Knox-Schwan_16

Pay Dirt: Multiple Approaches to Cooperative Learning in Physical
Geography
Richard Knox and Gavin Schwan
This paper was completed and submitted in partial fulfillment of the Master Teacher Program, a 2-year faculty
professional development program conducted by the Center for Faculty Excellence, United States Military
Academy, West Point, NY, 2016.
Abstract
This paper compares three approaches to cooperative learning in a large introductory
physical geography class. Student performance in cooperative learning laboratory exercises was
correlated with exam performance. Roughly 500 lower-division students experienced varying
levels of in-class, cooperative learning with instructor supervision and out-of-class work. We
found a very low correlation between lab work and exam performance, with R-squared values
varying from 0.02 to 0.21. Terms experiencing the highest correlation between lab and exam
performance involved the greatest amount of in-class work and instructor contact. While
inconclusive, this paper encourages the consideration of cooperative learning, assessment
structures, and instructor contact in delivery of physical geography courses.

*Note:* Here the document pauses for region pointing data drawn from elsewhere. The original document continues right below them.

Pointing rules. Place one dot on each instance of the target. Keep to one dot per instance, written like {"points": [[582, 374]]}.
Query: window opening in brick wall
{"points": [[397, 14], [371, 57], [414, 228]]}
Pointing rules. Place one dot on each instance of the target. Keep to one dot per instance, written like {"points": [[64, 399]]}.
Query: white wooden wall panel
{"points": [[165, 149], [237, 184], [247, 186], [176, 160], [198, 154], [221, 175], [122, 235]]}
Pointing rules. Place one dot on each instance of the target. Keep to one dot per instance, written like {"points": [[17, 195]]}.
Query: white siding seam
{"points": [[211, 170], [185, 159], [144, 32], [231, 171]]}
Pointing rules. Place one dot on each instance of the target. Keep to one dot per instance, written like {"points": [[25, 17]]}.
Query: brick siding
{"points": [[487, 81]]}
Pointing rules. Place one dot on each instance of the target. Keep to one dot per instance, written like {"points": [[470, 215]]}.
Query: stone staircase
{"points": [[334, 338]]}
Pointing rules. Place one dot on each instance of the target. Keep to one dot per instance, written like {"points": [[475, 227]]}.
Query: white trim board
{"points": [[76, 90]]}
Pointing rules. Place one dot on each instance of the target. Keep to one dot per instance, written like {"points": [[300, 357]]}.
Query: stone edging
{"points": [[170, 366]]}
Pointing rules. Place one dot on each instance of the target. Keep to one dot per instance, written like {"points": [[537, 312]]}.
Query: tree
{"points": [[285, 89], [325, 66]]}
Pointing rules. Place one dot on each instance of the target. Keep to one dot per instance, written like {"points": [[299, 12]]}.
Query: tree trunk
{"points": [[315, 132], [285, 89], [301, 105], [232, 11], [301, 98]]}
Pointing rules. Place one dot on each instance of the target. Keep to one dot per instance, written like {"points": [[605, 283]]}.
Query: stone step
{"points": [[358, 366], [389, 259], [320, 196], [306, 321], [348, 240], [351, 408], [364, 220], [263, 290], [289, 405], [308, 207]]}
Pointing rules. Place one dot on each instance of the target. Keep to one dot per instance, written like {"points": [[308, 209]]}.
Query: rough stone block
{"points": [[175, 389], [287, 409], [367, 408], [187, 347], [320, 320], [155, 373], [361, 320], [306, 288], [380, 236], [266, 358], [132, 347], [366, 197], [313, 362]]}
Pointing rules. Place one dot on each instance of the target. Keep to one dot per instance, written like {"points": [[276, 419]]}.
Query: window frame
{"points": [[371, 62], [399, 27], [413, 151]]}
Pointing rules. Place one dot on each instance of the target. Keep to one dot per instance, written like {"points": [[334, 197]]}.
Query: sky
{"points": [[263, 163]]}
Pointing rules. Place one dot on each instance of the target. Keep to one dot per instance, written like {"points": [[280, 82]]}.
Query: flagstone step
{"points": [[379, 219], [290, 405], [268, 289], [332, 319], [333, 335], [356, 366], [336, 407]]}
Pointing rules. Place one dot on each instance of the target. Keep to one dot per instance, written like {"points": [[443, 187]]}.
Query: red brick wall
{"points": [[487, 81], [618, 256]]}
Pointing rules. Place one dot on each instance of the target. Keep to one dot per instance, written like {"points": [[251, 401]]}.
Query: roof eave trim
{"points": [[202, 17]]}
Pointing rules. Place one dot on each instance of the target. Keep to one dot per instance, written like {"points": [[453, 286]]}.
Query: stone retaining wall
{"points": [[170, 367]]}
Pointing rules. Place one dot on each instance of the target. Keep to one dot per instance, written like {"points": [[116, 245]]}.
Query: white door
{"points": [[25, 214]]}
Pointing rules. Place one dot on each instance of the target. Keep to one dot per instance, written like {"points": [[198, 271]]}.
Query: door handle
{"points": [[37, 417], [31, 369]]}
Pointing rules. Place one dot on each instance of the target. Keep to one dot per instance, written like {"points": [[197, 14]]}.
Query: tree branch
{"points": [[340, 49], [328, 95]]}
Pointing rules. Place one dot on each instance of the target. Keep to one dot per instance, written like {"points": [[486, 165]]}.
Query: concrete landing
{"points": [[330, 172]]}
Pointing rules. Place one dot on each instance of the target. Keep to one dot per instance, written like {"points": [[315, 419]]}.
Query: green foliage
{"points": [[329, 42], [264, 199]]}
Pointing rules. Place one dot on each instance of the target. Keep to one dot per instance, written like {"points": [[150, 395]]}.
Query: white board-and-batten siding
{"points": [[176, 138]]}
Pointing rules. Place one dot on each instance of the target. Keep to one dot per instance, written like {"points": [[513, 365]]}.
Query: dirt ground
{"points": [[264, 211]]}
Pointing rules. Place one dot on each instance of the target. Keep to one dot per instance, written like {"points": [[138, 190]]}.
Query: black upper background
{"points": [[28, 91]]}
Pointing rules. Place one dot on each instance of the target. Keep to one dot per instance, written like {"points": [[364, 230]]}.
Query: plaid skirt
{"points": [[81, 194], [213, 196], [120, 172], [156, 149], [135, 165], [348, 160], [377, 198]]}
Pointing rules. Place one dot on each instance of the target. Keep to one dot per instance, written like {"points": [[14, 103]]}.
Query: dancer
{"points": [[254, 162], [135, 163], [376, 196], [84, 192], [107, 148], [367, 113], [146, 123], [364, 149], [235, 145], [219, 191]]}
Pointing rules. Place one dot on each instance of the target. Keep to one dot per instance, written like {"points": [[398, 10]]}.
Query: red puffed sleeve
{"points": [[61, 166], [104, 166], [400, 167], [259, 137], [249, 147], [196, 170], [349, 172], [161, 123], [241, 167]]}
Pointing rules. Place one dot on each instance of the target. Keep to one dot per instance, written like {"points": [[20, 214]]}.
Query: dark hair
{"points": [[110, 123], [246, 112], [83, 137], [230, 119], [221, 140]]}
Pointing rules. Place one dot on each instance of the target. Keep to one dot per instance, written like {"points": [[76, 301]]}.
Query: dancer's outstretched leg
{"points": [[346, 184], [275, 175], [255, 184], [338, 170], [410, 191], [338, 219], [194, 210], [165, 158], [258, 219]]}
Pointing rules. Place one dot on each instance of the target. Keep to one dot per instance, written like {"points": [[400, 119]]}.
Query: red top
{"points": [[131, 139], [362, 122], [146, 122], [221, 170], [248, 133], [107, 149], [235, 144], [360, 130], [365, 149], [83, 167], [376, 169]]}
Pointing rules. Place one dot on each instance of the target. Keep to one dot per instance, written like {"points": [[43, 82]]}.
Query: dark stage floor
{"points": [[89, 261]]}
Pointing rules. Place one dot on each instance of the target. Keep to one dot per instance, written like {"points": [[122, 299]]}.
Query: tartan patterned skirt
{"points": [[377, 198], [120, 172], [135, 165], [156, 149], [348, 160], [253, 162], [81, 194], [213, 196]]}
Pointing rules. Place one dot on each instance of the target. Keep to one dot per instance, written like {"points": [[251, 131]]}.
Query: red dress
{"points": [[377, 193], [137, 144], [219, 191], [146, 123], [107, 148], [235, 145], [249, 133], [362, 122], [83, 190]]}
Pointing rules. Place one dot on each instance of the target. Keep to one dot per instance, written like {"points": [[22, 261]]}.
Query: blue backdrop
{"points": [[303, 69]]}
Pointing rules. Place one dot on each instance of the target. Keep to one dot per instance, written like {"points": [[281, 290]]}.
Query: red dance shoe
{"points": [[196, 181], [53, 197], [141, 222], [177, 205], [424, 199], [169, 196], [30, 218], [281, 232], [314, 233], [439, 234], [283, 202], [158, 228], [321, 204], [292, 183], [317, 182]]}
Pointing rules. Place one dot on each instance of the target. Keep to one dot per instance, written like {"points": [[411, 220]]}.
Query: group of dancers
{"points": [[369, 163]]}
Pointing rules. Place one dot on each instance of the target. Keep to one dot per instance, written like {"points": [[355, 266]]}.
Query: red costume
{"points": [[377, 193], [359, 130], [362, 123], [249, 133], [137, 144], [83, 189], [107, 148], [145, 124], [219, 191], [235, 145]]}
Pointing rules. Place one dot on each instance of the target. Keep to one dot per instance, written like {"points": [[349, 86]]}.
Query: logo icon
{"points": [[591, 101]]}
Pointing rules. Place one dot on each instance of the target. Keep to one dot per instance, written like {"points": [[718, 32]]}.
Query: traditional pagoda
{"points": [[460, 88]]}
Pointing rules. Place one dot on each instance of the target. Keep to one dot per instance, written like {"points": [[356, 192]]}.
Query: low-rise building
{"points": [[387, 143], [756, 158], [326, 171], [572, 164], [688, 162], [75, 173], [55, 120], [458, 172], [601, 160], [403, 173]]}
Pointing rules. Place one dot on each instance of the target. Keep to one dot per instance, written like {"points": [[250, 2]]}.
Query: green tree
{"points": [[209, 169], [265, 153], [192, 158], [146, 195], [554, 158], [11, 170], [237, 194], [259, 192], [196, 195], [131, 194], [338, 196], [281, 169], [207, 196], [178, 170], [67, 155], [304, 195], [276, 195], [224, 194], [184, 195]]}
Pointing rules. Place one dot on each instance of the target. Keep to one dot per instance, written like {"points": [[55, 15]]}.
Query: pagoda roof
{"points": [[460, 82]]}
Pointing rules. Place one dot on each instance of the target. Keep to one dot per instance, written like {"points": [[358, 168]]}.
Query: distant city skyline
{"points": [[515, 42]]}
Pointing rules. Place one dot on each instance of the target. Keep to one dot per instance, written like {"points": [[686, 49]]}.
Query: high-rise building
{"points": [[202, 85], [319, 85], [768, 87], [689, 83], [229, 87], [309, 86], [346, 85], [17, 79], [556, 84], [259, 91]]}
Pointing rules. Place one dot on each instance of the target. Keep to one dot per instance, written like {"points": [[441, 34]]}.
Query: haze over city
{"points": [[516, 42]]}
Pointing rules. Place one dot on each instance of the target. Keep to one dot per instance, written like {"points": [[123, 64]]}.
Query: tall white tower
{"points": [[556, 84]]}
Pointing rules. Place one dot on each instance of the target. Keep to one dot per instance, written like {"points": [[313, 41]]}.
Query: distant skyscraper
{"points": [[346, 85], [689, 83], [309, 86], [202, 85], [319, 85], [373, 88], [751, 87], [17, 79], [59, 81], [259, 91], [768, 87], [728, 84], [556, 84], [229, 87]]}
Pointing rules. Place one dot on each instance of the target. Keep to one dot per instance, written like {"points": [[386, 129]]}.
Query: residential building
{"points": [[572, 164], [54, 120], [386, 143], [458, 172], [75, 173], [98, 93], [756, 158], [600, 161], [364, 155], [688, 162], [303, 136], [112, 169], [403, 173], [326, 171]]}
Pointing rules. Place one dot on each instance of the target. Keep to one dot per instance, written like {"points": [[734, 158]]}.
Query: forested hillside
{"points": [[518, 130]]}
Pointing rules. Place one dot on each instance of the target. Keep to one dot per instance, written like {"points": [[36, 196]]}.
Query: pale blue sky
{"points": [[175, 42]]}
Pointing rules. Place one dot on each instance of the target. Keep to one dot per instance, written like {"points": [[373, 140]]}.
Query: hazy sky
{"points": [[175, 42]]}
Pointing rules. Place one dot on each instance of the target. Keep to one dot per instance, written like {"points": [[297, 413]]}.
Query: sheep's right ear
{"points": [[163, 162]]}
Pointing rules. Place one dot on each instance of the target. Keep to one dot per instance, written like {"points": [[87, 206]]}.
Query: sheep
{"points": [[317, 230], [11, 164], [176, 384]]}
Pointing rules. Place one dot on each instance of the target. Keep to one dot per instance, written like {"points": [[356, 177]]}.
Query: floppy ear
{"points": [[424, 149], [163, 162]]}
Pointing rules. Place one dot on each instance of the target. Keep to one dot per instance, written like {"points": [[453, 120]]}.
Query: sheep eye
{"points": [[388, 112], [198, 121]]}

Introduction and Research Context
According to V.L. Clegg (1979), effective teaching should capitalize on students’ natural
curiosity in order to promote motivation and thereby increase learning. Presentation of a
problem and provision of a modicum of direction and structure in a supervised classroom
environment should encourage student initiative and analysis that makes learning fun and
improves understanding. This philosophy nests well with cooperative learning, generally
typified as students working together in small groups to accomplish a task that furthers their
individual learning (Watson, 1992; McKeachie and Svinicki, 2006). Indeed, research into
cooperative learning techniques have shown increased student participation and satisfaction,
strongly suggesting that students prefer cooperative methods as compared to traditional lecturebased classroom instruction (Kraft, 1985; Lyman and Foyle, 1991; Lindquist, 1995; Stelt, 1995;
Miller and Groccia, 1997; Karim, Rutledge, and Titard 2000; Brown and Klein, 2003; Gupta,
2004; Saunders, 2008). Cooperative learning techniques are thus generally considered effective
in harnessing student curiosity and encouraging motivation, and have likewise been shown to
improve learning performance (Ravenscroft, et al., 1995; Hampton and Grudnitski, 1996; Hite,
1996; Nowak and Miller, 1996; Whicker, Bol and Nunnery, 1997; McKeachie et al., 2006).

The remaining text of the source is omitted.